This is going to be sort of rambling because I have a lot of thoughts and questions now after reading and testing some things, sorry.
I've been wondering about how to get super distorted crunchy kicks that are used in a lot of Lil Pump and similar rappers beats. Tutorials always say to intentionally clip your master track just a tiny bit but in my experience that has always caused crackling or pops in the exported file on playback. Besides, I don't even think it's possible if you're using a limiter although I could be wrong. Please noteb I am not condoning that type of music, I just like the grittiness of the kicks lol.
Most of the time when I mix I try to keep the highest peaks (basically the kick) contained in the -6 to -5 db range, but can never get that gritty sound in a good way, even with saturation, heavy compression etc, it just sounds like the original, only a little more thumpy or like complete garbage... Also, I've NEVER ran anything into the red on the master or even individual mixer tracks because I've read and been conditioned to believe that it was "bad".

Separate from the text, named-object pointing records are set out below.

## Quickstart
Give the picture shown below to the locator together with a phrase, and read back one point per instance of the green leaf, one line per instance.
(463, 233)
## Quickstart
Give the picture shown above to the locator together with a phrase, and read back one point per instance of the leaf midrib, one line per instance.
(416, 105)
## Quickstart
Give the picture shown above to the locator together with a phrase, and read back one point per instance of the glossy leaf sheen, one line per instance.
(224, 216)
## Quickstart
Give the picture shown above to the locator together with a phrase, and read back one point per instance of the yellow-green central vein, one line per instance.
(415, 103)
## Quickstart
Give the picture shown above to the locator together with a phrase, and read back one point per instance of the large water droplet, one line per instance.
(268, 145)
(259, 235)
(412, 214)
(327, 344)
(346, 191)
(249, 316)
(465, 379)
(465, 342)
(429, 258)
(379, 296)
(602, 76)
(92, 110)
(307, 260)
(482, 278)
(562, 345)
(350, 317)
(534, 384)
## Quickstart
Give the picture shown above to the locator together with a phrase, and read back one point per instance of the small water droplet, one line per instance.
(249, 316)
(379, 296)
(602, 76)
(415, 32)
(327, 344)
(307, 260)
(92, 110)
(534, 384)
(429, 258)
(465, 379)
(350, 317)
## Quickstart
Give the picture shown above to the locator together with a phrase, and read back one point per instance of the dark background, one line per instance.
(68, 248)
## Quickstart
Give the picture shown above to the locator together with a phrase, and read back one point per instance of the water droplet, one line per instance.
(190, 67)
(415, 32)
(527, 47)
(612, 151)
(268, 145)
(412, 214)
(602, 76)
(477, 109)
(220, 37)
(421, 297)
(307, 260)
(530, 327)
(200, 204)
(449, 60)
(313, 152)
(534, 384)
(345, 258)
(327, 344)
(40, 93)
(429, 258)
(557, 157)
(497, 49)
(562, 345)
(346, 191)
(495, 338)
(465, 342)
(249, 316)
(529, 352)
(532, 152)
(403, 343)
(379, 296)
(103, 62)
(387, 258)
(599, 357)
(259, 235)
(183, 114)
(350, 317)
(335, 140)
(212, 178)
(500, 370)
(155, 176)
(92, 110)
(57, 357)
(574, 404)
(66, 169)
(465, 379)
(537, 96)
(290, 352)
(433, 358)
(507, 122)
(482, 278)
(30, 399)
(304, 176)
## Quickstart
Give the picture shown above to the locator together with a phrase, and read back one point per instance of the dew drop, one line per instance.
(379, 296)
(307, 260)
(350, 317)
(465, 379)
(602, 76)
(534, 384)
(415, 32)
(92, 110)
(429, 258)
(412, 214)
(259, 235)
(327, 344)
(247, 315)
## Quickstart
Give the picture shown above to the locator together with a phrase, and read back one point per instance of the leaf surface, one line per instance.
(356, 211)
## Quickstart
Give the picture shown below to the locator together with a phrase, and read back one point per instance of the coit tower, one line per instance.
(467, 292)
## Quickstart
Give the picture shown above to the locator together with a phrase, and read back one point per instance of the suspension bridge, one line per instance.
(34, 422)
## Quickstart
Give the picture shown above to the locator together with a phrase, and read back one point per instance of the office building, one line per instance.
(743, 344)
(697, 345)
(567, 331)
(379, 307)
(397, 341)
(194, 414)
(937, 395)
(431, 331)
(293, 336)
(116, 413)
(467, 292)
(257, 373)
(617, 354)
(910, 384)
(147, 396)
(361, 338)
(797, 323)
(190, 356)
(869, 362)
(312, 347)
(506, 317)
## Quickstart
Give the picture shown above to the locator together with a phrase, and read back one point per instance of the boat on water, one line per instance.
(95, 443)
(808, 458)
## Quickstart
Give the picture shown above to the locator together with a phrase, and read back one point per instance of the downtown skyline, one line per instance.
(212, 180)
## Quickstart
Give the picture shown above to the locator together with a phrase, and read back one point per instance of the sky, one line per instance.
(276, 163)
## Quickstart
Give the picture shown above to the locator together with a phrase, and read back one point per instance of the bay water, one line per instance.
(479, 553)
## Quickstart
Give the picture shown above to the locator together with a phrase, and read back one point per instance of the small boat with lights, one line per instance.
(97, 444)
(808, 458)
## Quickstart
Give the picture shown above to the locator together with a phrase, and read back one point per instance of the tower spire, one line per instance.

I decided I'd do some tests about clipping intentionally, because within FL it doesn't really sound bad at all, and I'm assuming that has to do with 32bit floating point numbers or whatever it's called. I don't really know the difference between "db" and "dbfs" but I know it's impossible to go above 0 dbfs in the digital realm, and floating point numbers allow you to go way beyond that or something while working in a DAW. So I loaded a basic ass kick, turned the volume knob all the way up, turned the mixer track it was on all the way up (it was definitely hitting past the 3db mark on both the individual track and master track) then exported it and dropped it into a new completely clean project. Obviously it was super crunchy and dostorted, sort of like the kicks I was looking for, but I was super surprised about the level on the new kick. It sat right at -6 db, extremely close to the original kick. I assumed it would be right at 0 db where the 0 dbfs digital limit(?) on export would have cut it off. There were no limiters anywhere in the project...
This leads me to my next question, is clipping in the individual mixer tracks the same as clipping the master, at least before export? And if so, can I just push the shit out of kicks and 808s then use a bus to bring them back down to get crazy amounts of distortion that isn't actually clipping anywhere? Clipping on the master for exported tracks always had weird crackling and pops on the kicks when played in my car (which is one of the reasons I adopted the "never go into red ever" mindsets) so I feel like that could be super useful for putting beats out that don't necessarily need to be super clean. Is this basically the same thing as clipping into a brickwall limiter or is it different?
TL;DR this barely suns up what I typed above, but is clipping individual mixer tracks then using a bus or send to bring them down to reasonable mixing levels an ok way to get heavily distorted sounds? And is that process actually any different from using something like a Clipping tool or limiter with extreme settings?